If you're working on a project with its own context, set Project Instructions for that project. They'll override your Custom Instructions when you're in that project's chats.

## How custom instructions interact with memory

Custom Instructions and Memory are complementary:

* **Custom Instructions** = things you explicitly choose to tell ZeroTwo
* **Memory** = things ZeroTwo infers and saves from your conversations

Both are applied to new chats.
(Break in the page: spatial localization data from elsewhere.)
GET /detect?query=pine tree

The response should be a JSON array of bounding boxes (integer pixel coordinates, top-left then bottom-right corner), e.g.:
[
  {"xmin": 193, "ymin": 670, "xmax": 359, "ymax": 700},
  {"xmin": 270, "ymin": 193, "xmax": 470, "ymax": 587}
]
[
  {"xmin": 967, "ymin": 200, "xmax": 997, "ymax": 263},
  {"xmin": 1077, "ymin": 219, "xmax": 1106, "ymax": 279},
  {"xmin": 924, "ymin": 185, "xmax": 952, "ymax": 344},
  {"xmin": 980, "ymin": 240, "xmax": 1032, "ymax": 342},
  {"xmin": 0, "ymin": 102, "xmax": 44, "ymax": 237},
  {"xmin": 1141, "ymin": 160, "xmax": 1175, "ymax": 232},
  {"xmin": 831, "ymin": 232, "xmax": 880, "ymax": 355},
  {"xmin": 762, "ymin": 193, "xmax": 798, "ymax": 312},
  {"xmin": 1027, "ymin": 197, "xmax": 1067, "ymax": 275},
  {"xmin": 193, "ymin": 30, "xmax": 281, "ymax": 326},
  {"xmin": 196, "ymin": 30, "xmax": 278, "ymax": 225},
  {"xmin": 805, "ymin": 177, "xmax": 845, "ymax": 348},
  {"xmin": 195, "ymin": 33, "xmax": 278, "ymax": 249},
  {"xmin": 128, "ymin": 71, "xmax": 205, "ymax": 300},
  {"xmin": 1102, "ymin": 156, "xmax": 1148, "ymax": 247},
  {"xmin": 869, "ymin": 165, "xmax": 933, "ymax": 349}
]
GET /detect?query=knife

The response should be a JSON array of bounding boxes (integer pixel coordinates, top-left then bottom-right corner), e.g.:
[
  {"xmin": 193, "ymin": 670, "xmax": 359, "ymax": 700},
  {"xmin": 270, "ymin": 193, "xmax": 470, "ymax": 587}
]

If they overlap (e.g., your Custom Instructions say you prefer Python and a memory also says you prefer Python), they reinforce each other. If they conflict, Custom Instructions generally take precedence since they're explicit.

## Applying changes

Changes to Custom Instructions take effect immediately for all **new** chats. They are not applied retroactively to existing chats already in progress.

## Character limits

Both fields accept substantial text. For best results, keep each field under 2,000 characters — focused, specific instructions are more effective than exhaustive ones.